Een mooi voorbeeld kwam afgelopen week voorbij. Ik was in het gezelschap van leeftijdsgenoten en het deuntje van Miami Vice klonk. Bijna een halve eeuw geleden, van 1986 tot midden 1990 was dit een zeer populaire politieserie op de Nederlandse televisie. Moeiteloos somden we de namen van de hoofdrolspelers op. Sonny Crockett en Ricardo Tubbs. Maar toen kwam de quiz vraag. Welke (toen) hele beroemde muzikant speelde, geheel onverwacht, een rolletje in deze serie? Tot mijn toch wel grote verbazing grepen de aanwezigen meteen in hun broekzak, op zoek naar het antwoord.
Vermanend sprak ik ze toe. Wij mensen hebben niet voor niets een, nog steeds niet kopieerbare, menselijke computer in ons hoofd ingeplant gekregen bij de geboorte. Laten we die alstublieft niet vervangen door een plat ding met tjippies en een batterij. Vertrouw op jezelf. Je kunt zelfs gewoon doorgaan met hele andere dingen doen. Je hersens hebben de vraag ontvangen en goed begrepen. Die gaan aan de slag op de achtergrond. Terwijl jij aan de bar een praatje maakt of misschien naar het toilet loopt, “schiet” het antwoord je ineens te binnen. “Frank Zappa” roep je triomfantelijk. Voorwaarde is natuurlijk wel dat dat je dat ooit ergens opgepikt hebt.
Het zelf bedenken is toch veel leuker en meer bevredigend dan alles maar meteen opzoeken. Je hersens af en toe eens flink laten kraken houdt die cellen fit. Het is zelfs zo erg dat ook veel ouderen, net als het merendeel van de jeugd, bij de simpelste (hoofd)rekensommen al naar hun mobieltje grijpen om de calculator te openen. In de tijd die het je kost om het mobieltje te pakken, het apparaat te ontgrendelen en de calculator te openen had je met het grootste gemak al drie van die sommen op kunnen lossen. Als je tenminste de overtuiging hebt dat je nog zelfstandig kunt nadenken.

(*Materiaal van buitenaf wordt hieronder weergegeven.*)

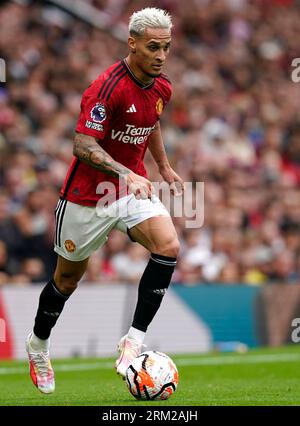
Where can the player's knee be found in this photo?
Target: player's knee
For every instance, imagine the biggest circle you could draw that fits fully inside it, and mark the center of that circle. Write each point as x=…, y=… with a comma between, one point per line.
x=170, y=248
x=67, y=283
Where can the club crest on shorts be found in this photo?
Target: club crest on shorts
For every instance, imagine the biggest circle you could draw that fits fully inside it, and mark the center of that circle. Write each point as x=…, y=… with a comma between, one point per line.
x=98, y=113
x=70, y=246
x=159, y=106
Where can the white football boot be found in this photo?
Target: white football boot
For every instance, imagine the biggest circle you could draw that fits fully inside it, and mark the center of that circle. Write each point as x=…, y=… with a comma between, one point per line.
x=129, y=349
x=41, y=371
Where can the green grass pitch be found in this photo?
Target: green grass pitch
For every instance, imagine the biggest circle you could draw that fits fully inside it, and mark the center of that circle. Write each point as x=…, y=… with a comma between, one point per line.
x=259, y=377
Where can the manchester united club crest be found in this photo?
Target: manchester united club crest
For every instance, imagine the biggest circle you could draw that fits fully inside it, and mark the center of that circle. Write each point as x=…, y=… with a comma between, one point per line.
x=70, y=246
x=159, y=106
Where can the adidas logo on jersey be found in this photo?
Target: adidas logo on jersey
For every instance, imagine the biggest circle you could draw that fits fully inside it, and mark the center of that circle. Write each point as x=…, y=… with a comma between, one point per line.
x=132, y=108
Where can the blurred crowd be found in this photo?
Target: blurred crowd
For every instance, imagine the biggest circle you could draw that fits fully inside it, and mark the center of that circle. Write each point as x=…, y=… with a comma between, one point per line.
x=233, y=123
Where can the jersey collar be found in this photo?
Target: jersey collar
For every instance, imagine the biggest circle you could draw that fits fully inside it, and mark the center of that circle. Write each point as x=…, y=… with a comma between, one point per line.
x=133, y=77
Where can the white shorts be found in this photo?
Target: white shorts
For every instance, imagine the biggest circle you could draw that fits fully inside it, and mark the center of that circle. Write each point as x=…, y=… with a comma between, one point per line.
x=81, y=230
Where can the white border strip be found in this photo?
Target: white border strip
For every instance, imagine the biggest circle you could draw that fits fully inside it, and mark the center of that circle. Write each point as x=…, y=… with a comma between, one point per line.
x=182, y=362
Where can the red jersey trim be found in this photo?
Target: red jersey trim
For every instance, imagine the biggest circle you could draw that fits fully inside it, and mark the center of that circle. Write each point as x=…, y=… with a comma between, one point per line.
x=111, y=83
x=108, y=80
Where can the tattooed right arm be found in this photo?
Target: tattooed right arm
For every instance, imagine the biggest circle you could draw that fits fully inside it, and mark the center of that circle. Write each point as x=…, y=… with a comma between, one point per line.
x=87, y=150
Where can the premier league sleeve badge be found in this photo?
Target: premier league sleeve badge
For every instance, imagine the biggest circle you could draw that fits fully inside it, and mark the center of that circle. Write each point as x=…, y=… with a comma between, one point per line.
x=98, y=113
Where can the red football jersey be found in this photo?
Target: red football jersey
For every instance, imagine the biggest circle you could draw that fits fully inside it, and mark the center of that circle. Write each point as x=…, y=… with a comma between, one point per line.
x=121, y=113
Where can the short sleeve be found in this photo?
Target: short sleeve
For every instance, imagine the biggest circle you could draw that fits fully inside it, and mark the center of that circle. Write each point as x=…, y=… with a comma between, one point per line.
x=94, y=118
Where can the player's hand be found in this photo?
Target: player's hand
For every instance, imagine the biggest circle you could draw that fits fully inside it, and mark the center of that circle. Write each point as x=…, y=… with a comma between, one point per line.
x=175, y=182
x=141, y=187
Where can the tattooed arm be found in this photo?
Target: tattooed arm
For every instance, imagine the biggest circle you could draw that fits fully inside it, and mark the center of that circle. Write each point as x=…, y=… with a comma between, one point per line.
x=87, y=150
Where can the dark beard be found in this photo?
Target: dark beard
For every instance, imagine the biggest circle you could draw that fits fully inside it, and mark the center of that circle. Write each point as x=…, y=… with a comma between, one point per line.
x=152, y=75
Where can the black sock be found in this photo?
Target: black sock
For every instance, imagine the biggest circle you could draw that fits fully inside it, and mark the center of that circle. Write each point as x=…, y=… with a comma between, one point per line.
x=153, y=285
x=51, y=304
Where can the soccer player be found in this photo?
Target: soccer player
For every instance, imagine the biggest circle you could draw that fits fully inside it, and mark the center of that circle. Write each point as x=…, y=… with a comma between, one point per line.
x=119, y=120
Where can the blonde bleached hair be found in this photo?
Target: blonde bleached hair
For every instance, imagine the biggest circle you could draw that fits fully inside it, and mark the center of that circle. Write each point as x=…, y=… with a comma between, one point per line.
x=150, y=17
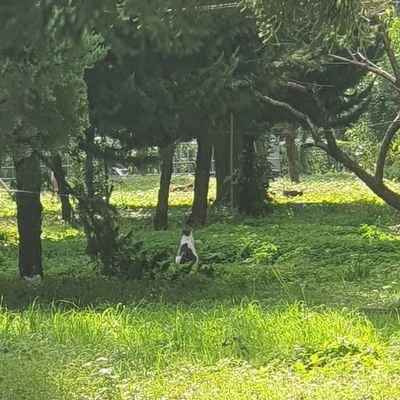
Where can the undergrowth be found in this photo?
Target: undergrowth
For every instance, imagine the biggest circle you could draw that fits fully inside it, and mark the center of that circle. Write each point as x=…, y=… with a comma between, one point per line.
x=299, y=304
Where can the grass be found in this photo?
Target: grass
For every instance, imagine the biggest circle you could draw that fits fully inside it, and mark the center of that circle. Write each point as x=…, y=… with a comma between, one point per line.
x=300, y=304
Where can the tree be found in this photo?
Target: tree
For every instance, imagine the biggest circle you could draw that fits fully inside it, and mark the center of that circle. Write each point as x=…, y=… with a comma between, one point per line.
x=366, y=21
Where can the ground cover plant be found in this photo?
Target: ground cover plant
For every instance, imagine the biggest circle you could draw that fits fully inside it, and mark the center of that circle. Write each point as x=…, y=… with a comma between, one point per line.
x=301, y=303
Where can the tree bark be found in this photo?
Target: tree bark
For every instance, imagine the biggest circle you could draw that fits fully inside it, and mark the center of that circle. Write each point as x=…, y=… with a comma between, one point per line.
x=222, y=151
x=198, y=215
x=63, y=192
x=292, y=157
x=89, y=162
x=166, y=153
x=29, y=215
x=375, y=183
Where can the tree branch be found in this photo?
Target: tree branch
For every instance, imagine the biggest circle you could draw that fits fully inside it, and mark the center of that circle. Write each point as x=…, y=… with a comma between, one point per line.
x=297, y=86
x=298, y=114
x=390, y=53
x=386, y=142
x=369, y=66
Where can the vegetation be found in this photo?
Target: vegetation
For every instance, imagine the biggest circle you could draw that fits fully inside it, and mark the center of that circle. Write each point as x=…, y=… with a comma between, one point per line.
x=302, y=301
x=296, y=294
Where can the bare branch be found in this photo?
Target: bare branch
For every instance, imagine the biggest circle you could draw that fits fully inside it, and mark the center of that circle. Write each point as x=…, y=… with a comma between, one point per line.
x=391, y=55
x=296, y=86
x=385, y=146
x=371, y=68
x=298, y=114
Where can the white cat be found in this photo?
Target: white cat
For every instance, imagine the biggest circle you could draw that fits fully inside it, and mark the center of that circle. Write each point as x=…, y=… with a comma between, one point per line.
x=187, y=251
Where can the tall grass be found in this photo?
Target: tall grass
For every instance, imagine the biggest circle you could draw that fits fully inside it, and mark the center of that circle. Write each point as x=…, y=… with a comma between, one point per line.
x=208, y=350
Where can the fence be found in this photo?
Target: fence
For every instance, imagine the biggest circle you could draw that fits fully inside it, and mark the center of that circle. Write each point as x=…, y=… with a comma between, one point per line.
x=184, y=162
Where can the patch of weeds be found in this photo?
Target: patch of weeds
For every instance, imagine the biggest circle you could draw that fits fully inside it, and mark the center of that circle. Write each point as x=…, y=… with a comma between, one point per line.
x=308, y=357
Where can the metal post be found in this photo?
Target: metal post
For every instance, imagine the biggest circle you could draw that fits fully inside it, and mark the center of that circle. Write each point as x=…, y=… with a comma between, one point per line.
x=231, y=160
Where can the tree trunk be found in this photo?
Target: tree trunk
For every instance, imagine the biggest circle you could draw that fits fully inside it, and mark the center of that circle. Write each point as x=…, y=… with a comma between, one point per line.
x=292, y=157
x=166, y=153
x=222, y=151
x=29, y=215
x=198, y=215
x=89, y=162
x=63, y=192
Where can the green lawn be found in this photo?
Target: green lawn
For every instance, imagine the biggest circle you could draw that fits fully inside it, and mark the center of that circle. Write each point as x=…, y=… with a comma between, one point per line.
x=300, y=304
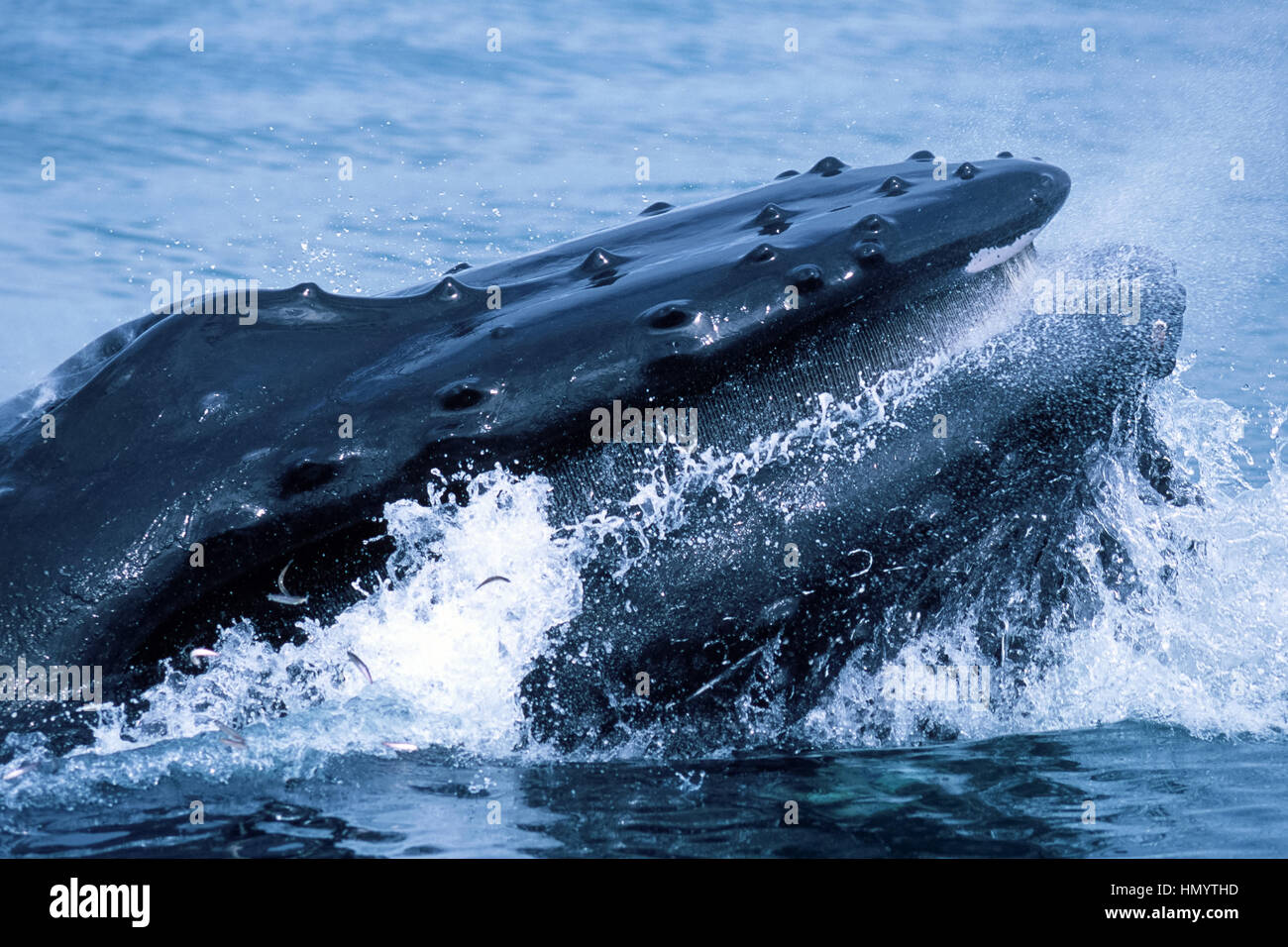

Ga jezelf eens een uur “vervelen”. Zet alles wat aan kan uit, inclusief jezelf. Zonder ruis en zonder schuldgevoel op de bank, of ergens aan de waterkant. Je wil toch graag herinneringen maken de hele tijd? Neem nu maar eens de tijd om je herinneringen te herinneren zonder hulp van buitenaf. Gestuurd door je eigen emoties en niet door één of ander algoritme. Ik heb zo het vermoeden dat je jezelf zult verbazen.